When it comes to actual crunching, the ATI architecture runs rings around NVIDIA:
http://golubev.com/files/igrargpu/rar3_speed.pngHowever, the CUDA tools are far better than the OpenCL used on the AMD cards, and the result is that usually programs run slower on ATI than NVIDIA, despite the natural advantages that ATI ought to have.
NVIDIA are after all chasing crunching with Tesla, whereas AMD are far more focused on pure-graphics.
Intel integrated cores range from poor to great. There's nothing shoddy about the high-end Intel integrated graphics, its just not the premium part that a discrete graphics card is. But that doesn't mean that bangs-for-bucks the Intel cards are rubbish.

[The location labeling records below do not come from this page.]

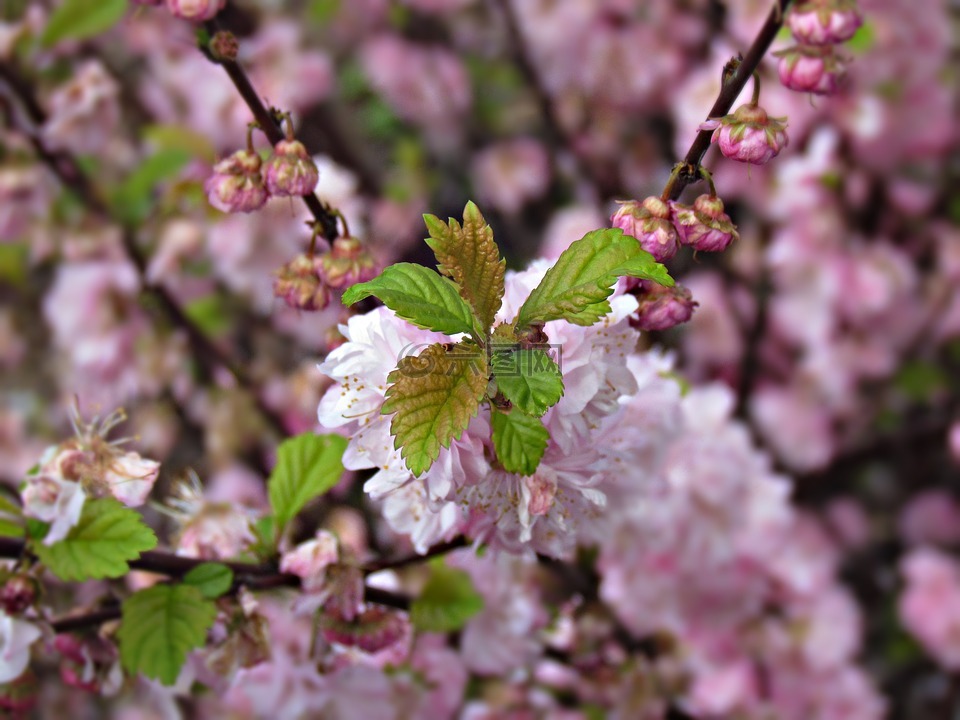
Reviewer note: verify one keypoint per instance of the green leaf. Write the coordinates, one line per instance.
(529, 379)
(80, 19)
(159, 626)
(100, 544)
(9, 528)
(576, 288)
(179, 137)
(211, 579)
(419, 296)
(434, 395)
(519, 440)
(132, 200)
(471, 258)
(447, 601)
(307, 466)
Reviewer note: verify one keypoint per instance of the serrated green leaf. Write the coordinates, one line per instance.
(469, 256)
(447, 601)
(132, 200)
(434, 395)
(8, 528)
(529, 379)
(420, 296)
(307, 466)
(576, 288)
(211, 579)
(519, 441)
(159, 626)
(80, 19)
(106, 537)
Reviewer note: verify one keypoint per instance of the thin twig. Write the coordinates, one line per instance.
(268, 124)
(729, 91)
(65, 167)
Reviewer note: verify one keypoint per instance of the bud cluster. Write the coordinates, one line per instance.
(307, 282)
(662, 226)
(243, 182)
(813, 65)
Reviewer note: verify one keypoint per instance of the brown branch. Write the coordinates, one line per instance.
(66, 169)
(436, 550)
(729, 91)
(249, 575)
(268, 124)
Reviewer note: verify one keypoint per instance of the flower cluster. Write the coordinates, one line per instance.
(86, 466)
(243, 182)
(813, 64)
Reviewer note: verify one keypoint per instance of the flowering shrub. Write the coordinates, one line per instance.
(266, 452)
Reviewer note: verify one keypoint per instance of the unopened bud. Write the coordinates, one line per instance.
(290, 171)
(299, 285)
(750, 135)
(224, 45)
(196, 10)
(661, 307)
(651, 224)
(373, 630)
(824, 22)
(810, 68)
(347, 263)
(17, 594)
(236, 184)
(704, 225)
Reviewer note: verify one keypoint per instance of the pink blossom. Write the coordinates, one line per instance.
(423, 83)
(131, 478)
(309, 560)
(290, 171)
(16, 637)
(704, 225)
(931, 517)
(236, 184)
(54, 500)
(511, 173)
(824, 22)
(660, 307)
(812, 69)
(930, 604)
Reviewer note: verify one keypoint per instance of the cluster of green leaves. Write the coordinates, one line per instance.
(434, 395)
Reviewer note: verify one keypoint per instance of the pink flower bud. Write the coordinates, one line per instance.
(810, 68)
(347, 264)
(704, 226)
(290, 171)
(309, 560)
(197, 10)
(17, 594)
(824, 22)
(299, 285)
(236, 184)
(650, 223)
(661, 308)
(750, 135)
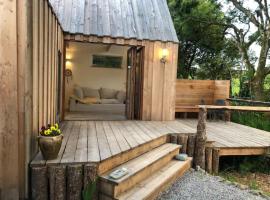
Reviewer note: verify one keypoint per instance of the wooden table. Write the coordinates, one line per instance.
(212, 154)
(239, 108)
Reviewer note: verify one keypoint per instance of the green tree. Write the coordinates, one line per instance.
(197, 24)
(249, 26)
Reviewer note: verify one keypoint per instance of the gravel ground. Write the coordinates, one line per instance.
(197, 185)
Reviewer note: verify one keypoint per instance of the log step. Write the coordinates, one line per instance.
(139, 168)
(158, 182)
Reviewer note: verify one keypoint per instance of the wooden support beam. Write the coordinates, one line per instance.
(199, 155)
(90, 177)
(209, 157)
(182, 140)
(74, 182)
(215, 161)
(57, 182)
(191, 145)
(39, 183)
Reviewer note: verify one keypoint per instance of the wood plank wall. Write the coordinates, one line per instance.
(30, 38)
(9, 106)
(159, 79)
(191, 92)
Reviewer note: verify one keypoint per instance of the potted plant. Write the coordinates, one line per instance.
(50, 141)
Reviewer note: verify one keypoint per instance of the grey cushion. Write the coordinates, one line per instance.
(78, 92)
(110, 101)
(121, 96)
(106, 93)
(89, 92)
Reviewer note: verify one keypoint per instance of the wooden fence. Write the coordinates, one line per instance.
(190, 93)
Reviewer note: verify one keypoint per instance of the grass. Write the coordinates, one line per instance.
(252, 119)
(253, 172)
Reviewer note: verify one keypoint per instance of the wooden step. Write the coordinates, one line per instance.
(139, 169)
(158, 182)
(112, 162)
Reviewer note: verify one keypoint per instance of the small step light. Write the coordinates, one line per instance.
(181, 157)
(119, 173)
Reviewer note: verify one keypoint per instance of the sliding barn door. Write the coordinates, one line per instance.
(134, 83)
(138, 84)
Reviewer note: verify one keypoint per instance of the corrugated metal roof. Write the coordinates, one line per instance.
(140, 19)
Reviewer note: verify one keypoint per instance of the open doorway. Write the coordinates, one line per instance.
(103, 82)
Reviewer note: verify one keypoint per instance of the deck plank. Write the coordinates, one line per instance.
(104, 148)
(120, 138)
(93, 148)
(114, 146)
(81, 150)
(66, 130)
(129, 138)
(69, 154)
(95, 141)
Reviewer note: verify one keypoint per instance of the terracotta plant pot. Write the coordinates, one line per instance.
(50, 146)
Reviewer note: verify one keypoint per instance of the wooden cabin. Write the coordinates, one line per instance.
(121, 56)
(34, 39)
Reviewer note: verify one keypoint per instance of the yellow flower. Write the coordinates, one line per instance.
(53, 128)
(47, 132)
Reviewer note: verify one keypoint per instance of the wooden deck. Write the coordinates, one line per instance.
(95, 141)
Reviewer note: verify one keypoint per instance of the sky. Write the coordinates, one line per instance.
(251, 4)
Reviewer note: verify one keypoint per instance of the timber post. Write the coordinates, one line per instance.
(215, 161)
(199, 154)
(183, 140)
(191, 145)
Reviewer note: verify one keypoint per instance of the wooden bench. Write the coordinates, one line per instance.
(186, 109)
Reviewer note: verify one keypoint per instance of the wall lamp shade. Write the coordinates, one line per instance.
(164, 55)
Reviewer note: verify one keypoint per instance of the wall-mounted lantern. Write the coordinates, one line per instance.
(164, 55)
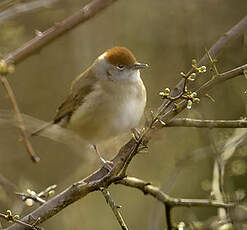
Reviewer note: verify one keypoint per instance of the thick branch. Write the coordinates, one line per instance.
(188, 122)
(102, 178)
(155, 192)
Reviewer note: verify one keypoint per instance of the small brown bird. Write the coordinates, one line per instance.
(106, 100)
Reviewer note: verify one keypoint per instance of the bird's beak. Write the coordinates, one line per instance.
(138, 65)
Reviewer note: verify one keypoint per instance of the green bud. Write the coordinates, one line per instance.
(9, 213)
(189, 104)
(203, 68)
(51, 193)
(194, 94)
(194, 61)
(167, 91)
(192, 77)
(11, 69)
(197, 100)
(182, 74)
(16, 217)
(29, 202)
(3, 67)
(161, 93)
(181, 226)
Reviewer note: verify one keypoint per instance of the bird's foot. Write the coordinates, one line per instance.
(106, 164)
(136, 134)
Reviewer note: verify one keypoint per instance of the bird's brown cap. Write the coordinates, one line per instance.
(120, 56)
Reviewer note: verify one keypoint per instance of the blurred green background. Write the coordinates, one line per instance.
(165, 34)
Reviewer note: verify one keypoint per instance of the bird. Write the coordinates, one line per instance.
(105, 101)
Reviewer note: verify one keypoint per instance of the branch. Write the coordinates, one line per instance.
(114, 208)
(155, 192)
(103, 178)
(18, 8)
(59, 28)
(188, 122)
(15, 218)
(19, 120)
(36, 44)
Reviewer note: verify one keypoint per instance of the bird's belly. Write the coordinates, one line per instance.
(109, 118)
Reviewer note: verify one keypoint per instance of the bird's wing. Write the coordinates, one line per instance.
(81, 87)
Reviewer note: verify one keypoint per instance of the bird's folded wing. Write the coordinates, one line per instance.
(81, 87)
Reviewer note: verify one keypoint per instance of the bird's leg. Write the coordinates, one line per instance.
(106, 164)
(136, 134)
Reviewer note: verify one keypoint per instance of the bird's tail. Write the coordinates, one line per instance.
(38, 131)
(36, 127)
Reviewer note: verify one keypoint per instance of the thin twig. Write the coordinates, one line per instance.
(154, 191)
(11, 218)
(197, 123)
(104, 178)
(59, 28)
(168, 210)
(19, 120)
(37, 197)
(114, 207)
(18, 8)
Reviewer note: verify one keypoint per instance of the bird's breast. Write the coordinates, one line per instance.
(109, 111)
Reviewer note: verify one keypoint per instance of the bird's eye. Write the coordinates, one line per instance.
(120, 67)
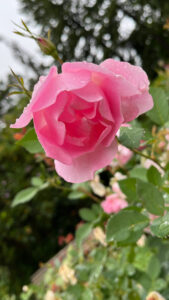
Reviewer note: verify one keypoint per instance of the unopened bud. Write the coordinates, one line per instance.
(100, 236)
(25, 288)
(50, 296)
(155, 296)
(46, 46)
(67, 274)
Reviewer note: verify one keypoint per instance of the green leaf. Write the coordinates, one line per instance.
(36, 181)
(128, 187)
(160, 112)
(154, 176)
(87, 214)
(160, 226)
(154, 267)
(87, 295)
(82, 233)
(159, 284)
(30, 142)
(151, 197)
(123, 223)
(142, 258)
(74, 195)
(131, 136)
(25, 196)
(139, 172)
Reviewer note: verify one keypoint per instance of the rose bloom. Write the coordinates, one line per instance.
(78, 112)
(123, 155)
(113, 204)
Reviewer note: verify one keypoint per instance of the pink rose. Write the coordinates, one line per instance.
(113, 204)
(123, 155)
(78, 112)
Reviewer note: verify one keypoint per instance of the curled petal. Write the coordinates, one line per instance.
(84, 167)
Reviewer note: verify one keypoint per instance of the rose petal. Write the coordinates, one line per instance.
(133, 74)
(138, 104)
(83, 167)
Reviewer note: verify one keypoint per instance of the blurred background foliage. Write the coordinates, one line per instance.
(89, 30)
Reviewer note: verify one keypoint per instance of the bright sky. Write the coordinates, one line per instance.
(10, 12)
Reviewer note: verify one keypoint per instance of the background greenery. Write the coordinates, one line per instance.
(89, 30)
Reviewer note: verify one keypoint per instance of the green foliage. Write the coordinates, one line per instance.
(160, 112)
(131, 136)
(30, 142)
(92, 30)
(124, 224)
(151, 197)
(160, 226)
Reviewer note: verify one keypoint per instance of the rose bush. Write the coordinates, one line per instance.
(78, 112)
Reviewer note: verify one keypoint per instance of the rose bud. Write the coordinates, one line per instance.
(78, 112)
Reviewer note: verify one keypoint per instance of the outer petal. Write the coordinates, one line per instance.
(132, 74)
(141, 101)
(134, 106)
(83, 167)
(26, 116)
(99, 73)
(51, 138)
(47, 90)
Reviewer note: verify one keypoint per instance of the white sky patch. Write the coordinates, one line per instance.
(127, 25)
(10, 12)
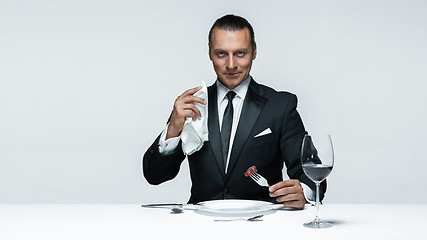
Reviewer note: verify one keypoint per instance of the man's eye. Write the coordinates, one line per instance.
(241, 53)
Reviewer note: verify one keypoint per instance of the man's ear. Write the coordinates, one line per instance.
(209, 53)
(254, 52)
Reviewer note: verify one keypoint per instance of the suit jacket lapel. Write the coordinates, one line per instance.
(252, 106)
(213, 127)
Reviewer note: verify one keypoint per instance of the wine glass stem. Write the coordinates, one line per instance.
(317, 200)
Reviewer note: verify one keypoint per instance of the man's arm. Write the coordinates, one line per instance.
(160, 164)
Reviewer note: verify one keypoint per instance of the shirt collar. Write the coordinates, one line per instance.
(240, 90)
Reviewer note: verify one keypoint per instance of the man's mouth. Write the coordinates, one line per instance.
(233, 74)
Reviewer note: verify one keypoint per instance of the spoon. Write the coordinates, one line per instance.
(177, 209)
(255, 218)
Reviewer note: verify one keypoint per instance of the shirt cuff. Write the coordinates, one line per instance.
(309, 194)
(167, 147)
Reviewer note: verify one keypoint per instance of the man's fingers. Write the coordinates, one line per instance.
(289, 197)
(284, 184)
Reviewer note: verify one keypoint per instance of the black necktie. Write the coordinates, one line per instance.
(227, 121)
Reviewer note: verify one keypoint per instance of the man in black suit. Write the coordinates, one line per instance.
(253, 125)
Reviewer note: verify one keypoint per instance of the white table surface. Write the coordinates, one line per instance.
(130, 221)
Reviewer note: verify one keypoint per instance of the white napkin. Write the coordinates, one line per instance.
(195, 132)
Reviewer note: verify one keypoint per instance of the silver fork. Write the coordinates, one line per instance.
(259, 179)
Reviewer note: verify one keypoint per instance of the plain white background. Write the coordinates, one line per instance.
(86, 86)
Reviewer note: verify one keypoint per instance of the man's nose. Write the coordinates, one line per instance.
(231, 62)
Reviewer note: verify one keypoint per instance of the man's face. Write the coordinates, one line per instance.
(231, 54)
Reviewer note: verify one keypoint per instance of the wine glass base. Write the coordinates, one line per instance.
(317, 224)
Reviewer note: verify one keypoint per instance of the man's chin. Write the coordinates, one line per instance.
(231, 82)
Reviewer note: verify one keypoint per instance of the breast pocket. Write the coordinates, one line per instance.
(264, 139)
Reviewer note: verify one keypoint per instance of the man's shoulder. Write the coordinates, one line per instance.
(273, 93)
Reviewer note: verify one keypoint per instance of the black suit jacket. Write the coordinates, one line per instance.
(263, 108)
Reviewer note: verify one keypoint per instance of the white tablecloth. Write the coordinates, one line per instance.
(128, 221)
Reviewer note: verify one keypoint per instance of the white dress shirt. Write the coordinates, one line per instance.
(168, 146)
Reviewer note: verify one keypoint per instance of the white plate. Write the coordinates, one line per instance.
(235, 208)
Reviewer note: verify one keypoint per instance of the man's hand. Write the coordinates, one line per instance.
(184, 107)
(289, 192)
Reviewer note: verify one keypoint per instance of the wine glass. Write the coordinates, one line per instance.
(317, 157)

The high-end cards are much more capable than the games. If you are developing a game you can't really dictate that users must have only the highest-end cards. So you limit your 'quality' slider to things that are generic and easily dynamic such as 'number of lights' and 'filter quality' and perhaps 'texture quality' but you can't raelly build your engine around some super-high-end thing like NV_vdpau_interop (to pick an extension at random) because you'd end up having to build basically two or more different rendering engines.
It takes a massive investment to make a good engine, and you see this starkest on consoles; the hardware doesn't change, but the graphics in games released gets progressively better as the engines better learn how to utilise the hardware.